Scuola: arriva il Sillabo per educare gli studenti all’imprenditorialità

Sviluppare negli studenti attitudini, conoscenze, abilità e competenze, utili non solo per una loro eventuale carriera da imprenditori, ma in ogni contesto lavorativo e nelle esperienze di cittadinanza attiva: competenze dunque trasversali e per la vita. È l’obiettivo dell’educazione all’imprenditorialità, introdotta per la prima volta nella scuola italiana di secondo grado (statale e paritaria) attraverso un Sillabo dedicato, costruito con il coinvolgimento di circa 40 stakeholder e suddiviso in 5 macro-aree di contenuto. Grazie al Sillabo, intitolato “Promozione di un percorso di educazione all’imprenditorialità nelle scuole di II grado statali e paritarie in Italia e all’estero”, le scuole saranno accompagnate nella costruzione di percorsi strutturati per dare agli studenti la capacità di trasformare le idee in azioni attraverso la creatività, l’innovazione, la valutazione e l’assunzione del rischio, la capacità di pianificare e gestire progetti imprenditoriali.

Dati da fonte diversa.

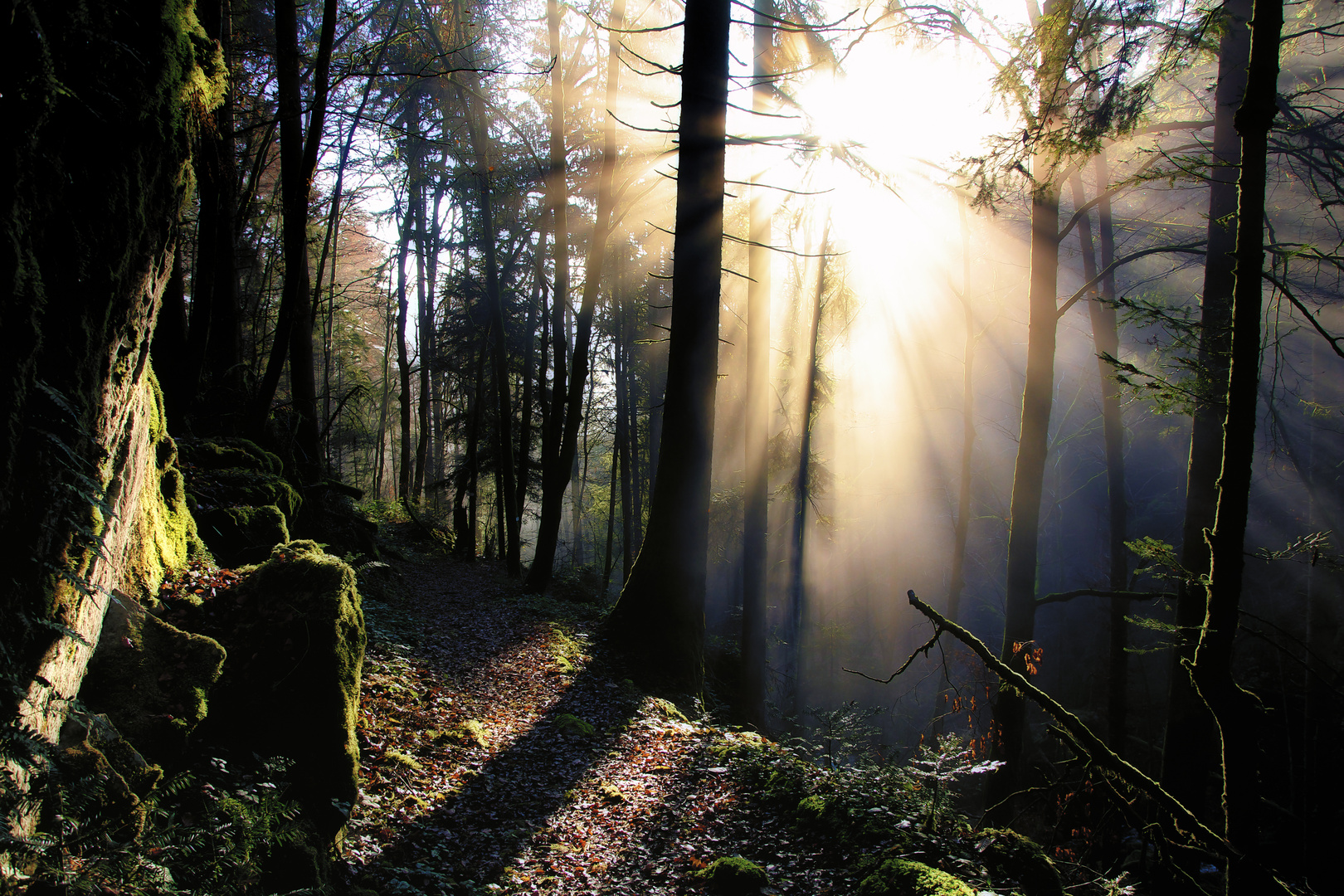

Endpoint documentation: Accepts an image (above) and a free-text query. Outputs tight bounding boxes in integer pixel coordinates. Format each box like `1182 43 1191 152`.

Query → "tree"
610 0 731 694
251 0 336 477
742 0 776 725
1194 0 1286 896
1161 0 1251 811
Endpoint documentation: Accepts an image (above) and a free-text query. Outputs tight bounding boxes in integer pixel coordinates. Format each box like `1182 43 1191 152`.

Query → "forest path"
344 558 854 896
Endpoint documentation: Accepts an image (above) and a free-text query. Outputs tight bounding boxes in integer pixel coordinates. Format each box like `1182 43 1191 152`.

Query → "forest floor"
333 537 1123 896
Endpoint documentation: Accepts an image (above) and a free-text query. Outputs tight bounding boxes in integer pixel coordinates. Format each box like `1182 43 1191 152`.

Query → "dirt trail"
345 559 854 896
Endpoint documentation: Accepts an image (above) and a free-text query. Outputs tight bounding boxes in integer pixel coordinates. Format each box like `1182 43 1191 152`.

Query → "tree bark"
527 0 625 591
253 0 338 477
741 0 777 727
609 0 731 694
986 0 1063 824
1161 0 1251 813
397 198 416 503
1070 163 1129 757
527 0 569 591
1194 0 1283 896
783 221 830 718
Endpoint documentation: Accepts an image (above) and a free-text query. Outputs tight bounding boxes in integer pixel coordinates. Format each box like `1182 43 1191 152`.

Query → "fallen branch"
840 627 942 685
847 590 1244 859
1036 588 1176 607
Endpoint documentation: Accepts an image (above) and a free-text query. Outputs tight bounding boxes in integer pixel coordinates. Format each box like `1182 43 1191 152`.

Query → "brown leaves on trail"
336 560 856 896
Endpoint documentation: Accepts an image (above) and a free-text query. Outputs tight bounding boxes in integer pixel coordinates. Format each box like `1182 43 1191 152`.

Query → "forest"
0 0 1344 896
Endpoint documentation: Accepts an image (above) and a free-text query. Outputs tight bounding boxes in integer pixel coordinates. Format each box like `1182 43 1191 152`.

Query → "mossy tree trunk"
1161 0 1251 813
610 0 731 694
1194 0 1283 896
0 0 225 738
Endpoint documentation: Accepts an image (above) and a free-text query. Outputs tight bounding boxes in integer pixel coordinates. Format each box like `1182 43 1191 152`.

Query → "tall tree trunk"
1161 0 1251 813
616 308 640 587
373 280 397 501
986 0 1064 824
411 164 434 499
191 0 245 431
1194 0 1286 896
514 235 546 537
783 221 830 718
1298 306 1344 889
1070 164 1129 757
527 0 574 591
527 0 625 591
464 85 520 577
253 0 338 475
741 0 777 727
609 0 731 694
602 329 629 598
947 199 977 622
397 202 416 503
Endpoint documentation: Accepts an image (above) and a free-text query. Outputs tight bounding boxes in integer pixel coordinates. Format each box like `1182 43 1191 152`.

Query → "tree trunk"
616 308 640 587
1194 0 1283 896
783 221 830 718
1070 163 1129 757
609 0 731 694
1161 0 1251 814
986 138 1059 824
464 85 520 577
253 0 338 477
191 0 245 431
527 0 572 591
947 199 977 622
741 0 777 727
527 0 625 591
397 202 416 503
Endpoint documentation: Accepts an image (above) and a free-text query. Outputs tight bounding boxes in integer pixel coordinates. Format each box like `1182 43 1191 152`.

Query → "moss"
555 712 597 738
859 859 976 896
197 504 289 567
122 368 203 603
649 697 689 722
692 855 770 896
444 718 490 748
383 750 425 771
182 438 284 475
980 827 1064 896
80 598 225 762
55 740 147 841
197 540 367 838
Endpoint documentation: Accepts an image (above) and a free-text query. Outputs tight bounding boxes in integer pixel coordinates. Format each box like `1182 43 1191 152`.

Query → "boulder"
192 542 366 840
197 504 289 567
80 595 225 762
859 859 976 896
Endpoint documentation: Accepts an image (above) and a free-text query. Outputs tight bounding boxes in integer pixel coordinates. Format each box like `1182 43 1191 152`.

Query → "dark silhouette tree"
609 0 731 694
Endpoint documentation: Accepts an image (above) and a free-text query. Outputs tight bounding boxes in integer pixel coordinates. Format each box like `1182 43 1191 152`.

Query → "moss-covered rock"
197 504 289 567
195 542 366 838
978 827 1064 896
182 438 285 475
555 712 597 738
859 859 976 896
121 369 203 603
191 467 303 523
691 855 770 896
80 597 225 762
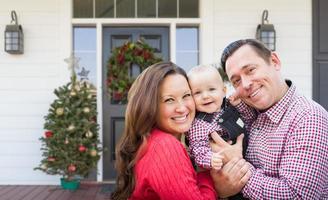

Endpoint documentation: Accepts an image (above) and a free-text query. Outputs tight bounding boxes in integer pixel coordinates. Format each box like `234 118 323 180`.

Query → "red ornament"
68 164 76 172
143 51 151 60
79 145 87 152
48 157 56 162
44 131 54 138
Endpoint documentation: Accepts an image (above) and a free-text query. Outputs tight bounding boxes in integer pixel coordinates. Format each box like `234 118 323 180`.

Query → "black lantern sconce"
5 11 24 54
256 10 276 51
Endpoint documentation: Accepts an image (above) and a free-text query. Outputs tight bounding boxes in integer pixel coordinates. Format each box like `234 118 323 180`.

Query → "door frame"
312 0 328 109
70 0 217 183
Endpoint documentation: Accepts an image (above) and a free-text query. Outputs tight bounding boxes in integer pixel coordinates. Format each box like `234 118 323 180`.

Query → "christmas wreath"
107 40 162 104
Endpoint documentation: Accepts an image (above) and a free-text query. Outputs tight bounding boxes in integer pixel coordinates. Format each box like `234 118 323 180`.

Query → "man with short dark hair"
213 39 328 199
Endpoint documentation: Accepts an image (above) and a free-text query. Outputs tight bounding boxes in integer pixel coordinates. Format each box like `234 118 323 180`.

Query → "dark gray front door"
312 0 328 110
103 27 169 180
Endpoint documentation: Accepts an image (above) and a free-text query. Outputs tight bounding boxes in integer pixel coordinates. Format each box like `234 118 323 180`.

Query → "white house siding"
0 0 312 184
213 0 312 98
0 0 70 184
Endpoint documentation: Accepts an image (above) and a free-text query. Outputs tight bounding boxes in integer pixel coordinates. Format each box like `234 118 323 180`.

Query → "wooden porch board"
0 183 114 200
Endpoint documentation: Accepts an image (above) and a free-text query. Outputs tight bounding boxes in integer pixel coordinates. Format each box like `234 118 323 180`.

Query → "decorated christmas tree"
35 55 101 187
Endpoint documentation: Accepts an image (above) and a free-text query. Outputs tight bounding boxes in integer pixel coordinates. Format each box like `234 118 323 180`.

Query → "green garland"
107 40 162 104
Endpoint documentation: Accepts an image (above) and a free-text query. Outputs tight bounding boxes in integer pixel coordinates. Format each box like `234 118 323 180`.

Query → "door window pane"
116 0 135 18
158 0 177 18
73 0 93 18
137 0 156 18
73 27 97 85
176 27 199 71
179 0 198 18
73 0 199 18
96 0 114 18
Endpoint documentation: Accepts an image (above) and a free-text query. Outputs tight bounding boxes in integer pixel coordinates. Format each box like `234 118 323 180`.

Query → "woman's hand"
210 132 244 164
211 158 251 198
228 92 241 106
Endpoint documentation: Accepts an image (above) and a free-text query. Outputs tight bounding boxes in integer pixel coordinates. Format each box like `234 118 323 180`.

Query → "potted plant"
35 74 102 190
107 40 162 104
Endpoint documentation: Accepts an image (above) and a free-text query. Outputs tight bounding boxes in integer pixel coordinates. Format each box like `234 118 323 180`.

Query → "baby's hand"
228 92 241 106
211 152 223 170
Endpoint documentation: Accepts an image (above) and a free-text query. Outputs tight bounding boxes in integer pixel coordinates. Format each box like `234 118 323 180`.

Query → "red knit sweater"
130 129 216 200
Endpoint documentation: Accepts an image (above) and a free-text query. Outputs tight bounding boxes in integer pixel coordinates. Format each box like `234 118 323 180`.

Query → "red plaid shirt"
242 82 328 199
186 110 227 169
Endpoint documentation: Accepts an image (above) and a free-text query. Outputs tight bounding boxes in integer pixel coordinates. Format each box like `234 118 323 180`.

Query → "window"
73 0 199 18
73 27 97 85
176 27 199 72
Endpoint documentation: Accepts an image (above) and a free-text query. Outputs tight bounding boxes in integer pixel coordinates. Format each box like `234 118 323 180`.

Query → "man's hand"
211 158 251 198
210 132 244 164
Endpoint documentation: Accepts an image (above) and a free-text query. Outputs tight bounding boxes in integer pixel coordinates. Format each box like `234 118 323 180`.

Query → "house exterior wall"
0 0 312 184
213 0 312 98
0 0 71 184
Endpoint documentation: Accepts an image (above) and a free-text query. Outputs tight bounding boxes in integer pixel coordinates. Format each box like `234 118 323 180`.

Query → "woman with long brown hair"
112 62 216 200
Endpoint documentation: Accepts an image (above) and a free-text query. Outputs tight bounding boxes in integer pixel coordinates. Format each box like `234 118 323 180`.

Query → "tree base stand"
60 178 80 191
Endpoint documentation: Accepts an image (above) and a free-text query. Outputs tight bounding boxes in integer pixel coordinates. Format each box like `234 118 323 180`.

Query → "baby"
186 66 228 170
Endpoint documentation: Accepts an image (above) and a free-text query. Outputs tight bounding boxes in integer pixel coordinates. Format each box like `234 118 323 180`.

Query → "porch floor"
0 183 113 200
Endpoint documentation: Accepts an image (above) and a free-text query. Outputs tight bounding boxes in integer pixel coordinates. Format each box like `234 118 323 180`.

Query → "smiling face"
188 67 225 113
226 45 288 110
156 74 195 137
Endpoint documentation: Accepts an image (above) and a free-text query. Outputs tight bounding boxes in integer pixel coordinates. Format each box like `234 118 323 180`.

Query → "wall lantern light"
256 10 276 51
5 11 24 54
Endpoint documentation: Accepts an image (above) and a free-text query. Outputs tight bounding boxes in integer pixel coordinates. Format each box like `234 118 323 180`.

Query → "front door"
102 27 169 180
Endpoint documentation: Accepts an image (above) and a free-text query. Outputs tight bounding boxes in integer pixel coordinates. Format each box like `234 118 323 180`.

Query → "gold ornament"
83 107 90 113
85 131 93 138
90 149 98 157
56 108 64 116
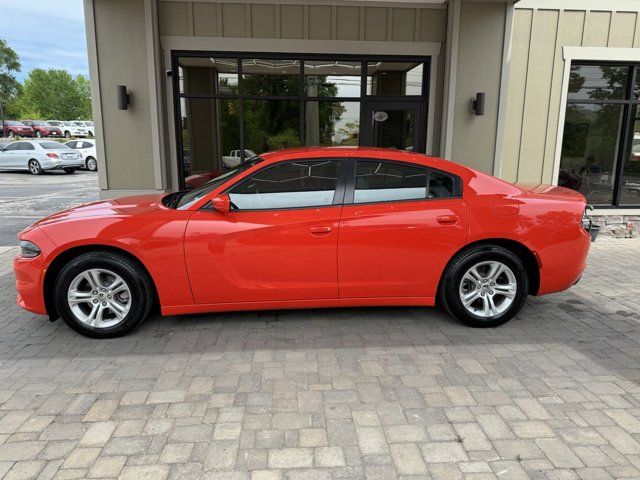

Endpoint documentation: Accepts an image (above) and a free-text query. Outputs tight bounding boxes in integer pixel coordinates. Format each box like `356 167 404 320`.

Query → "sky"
0 0 89 81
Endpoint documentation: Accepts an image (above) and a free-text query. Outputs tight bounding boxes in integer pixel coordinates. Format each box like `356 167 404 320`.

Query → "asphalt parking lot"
0 170 98 246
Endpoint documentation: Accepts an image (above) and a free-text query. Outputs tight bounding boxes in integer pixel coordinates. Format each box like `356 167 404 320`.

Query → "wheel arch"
42 244 160 320
437 238 540 298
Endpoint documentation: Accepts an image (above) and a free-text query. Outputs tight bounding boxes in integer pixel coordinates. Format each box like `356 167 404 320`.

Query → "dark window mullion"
613 66 638 206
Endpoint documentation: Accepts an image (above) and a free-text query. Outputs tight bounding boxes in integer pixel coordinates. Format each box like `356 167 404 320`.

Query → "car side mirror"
211 193 231 213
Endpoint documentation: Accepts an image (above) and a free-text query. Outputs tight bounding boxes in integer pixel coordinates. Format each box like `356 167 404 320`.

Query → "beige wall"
451 2 507 173
89 0 155 190
501 0 640 183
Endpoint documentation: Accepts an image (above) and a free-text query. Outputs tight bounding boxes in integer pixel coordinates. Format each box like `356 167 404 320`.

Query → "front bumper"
13 228 55 315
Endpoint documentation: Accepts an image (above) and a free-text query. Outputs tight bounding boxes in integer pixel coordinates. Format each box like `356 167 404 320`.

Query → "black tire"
84 157 98 172
54 251 154 338
28 158 44 175
439 245 529 328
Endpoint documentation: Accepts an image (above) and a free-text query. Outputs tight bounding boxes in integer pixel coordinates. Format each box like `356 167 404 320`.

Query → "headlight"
20 240 40 258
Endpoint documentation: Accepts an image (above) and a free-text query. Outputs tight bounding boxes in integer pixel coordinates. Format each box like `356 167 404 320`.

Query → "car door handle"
309 227 331 236
436 215 458 225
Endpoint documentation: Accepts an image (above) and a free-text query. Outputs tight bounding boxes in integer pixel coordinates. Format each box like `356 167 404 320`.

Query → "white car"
0 140 84 175
47 120 87 138
65 140 98 172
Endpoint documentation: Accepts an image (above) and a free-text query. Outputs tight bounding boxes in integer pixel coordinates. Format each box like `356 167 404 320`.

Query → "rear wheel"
440 245 529 327
54 252 153 338
85 157 98 172
29 159 44 175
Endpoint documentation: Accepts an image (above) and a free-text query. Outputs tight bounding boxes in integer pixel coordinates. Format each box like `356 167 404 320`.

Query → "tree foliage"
16 68 92 120
0 38 21 113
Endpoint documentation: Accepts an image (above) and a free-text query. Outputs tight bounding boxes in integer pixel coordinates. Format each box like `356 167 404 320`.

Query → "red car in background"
20 120 63 138
0 120 36 138
14 148 590 338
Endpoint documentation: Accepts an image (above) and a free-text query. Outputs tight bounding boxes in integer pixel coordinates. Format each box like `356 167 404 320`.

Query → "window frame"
556 60 640 209
344 157 463 205
220 157 348 213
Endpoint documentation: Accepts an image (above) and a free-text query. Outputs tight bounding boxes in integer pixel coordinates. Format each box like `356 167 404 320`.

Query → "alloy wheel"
67 268 132 328
459 260 518 318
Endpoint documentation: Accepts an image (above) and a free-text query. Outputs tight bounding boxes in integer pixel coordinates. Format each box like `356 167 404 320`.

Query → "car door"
0 142 26 170
338 159 469 298
185 159 344 304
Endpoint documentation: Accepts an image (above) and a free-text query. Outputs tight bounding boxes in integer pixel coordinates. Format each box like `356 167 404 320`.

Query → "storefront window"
558 65 640 206
174 53 428 188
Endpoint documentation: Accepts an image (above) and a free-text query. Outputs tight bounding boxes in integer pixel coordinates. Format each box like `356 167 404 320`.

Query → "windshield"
38 142 73 150
174 157 262 210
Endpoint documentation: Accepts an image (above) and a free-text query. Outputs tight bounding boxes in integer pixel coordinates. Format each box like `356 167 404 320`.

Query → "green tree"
0 38 21 115
17 68 92 120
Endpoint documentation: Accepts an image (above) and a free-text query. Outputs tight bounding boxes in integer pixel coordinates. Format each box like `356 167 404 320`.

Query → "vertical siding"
158 0 447 42
502 2 640 183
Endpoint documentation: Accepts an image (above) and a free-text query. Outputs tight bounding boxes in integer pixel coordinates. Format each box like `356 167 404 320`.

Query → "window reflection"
620 105 640 205
568 65 630 100
558 104 624 205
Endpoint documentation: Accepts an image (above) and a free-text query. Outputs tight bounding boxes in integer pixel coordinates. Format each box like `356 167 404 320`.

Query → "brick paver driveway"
0 238 640 480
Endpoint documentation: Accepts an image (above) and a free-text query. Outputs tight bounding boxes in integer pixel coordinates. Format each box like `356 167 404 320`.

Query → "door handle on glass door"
309 227 331 236
436 215 458 225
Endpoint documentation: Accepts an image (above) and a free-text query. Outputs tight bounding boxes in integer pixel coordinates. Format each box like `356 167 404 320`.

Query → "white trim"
425 55 440 156
515 0 640 12
552 47 640 185
84 0 109 190
493 4 515 177
440 0 460 159
144 0 166 188
160 36 440 57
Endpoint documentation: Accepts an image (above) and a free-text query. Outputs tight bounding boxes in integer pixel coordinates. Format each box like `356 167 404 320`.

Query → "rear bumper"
532 226 591 295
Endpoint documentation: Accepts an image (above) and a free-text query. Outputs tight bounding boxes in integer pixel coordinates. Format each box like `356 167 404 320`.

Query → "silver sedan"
0 140 84 175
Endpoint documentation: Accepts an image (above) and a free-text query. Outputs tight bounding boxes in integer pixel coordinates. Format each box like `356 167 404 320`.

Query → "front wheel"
29 160 44 175
440 245 529 327
54 252 154 338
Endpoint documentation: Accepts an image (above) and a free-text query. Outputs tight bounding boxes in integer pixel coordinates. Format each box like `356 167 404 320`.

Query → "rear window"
40 142 73 150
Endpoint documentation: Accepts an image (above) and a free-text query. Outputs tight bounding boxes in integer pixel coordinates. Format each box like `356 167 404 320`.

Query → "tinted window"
40 142 73 150
229 160 340 210
429 172 454 198
353 160 428 203
353 160 456 203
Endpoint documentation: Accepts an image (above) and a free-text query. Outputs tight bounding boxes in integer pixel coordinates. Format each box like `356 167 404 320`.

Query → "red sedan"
14 148 590 338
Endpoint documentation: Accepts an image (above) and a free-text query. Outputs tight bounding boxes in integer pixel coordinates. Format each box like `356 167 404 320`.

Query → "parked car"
2 120 35 138
47 120 87 138
0 140 84 175
82 121 95 137
21 120 62 138
65 140 98 172
14 147 591 338
222 149 257 168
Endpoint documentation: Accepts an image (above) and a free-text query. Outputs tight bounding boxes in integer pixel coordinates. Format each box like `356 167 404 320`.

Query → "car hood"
31 194 168 227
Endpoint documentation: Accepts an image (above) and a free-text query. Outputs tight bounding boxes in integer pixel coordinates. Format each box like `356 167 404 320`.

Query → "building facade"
85 0 640 223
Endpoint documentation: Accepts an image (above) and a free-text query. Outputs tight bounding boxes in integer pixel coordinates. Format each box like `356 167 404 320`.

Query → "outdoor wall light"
116 85 131 110
471 92 486 117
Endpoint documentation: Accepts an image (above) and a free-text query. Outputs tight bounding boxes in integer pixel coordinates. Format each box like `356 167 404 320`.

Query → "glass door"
361 101 426 153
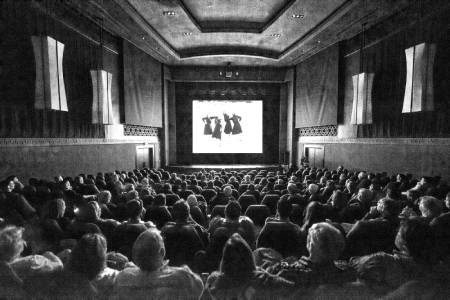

Questa azione è in linea con l’obiettivo chiave di promuovere e sviluppare le abilità imprenditoriali definite dalla Commissione europea con la Comunicazione 2012 “Ripensare l’istruzione: investire nelle abilità in vista di migliori risultati socioeconomici” e rinnovate nella Comunicazione 2016 “A new skills agenda for Europe”. Dal Miur fanno sapere che l’Italia è tra i primi Paesi in Europa ad adottare strutturalmente il modello concettuale “EntreComp” (Entrepreneurship Competence Framework), il Quadro di riferimento per la competenza imprenditorialità, prodotto dalla Commissione europea. Tramite il Sillabo, gli esempi di attività collegati ad ogni area e il modello “EntreComp”, le scuole potranno inserire nella propria offerta formativa percorsi dedicati. Questo intervento è legato ai finanziamenti dedicati all’educazione all’imprenditorialità e previsti dal bando Pon 2775 per un investimento complessivo di 50 milioni di euro.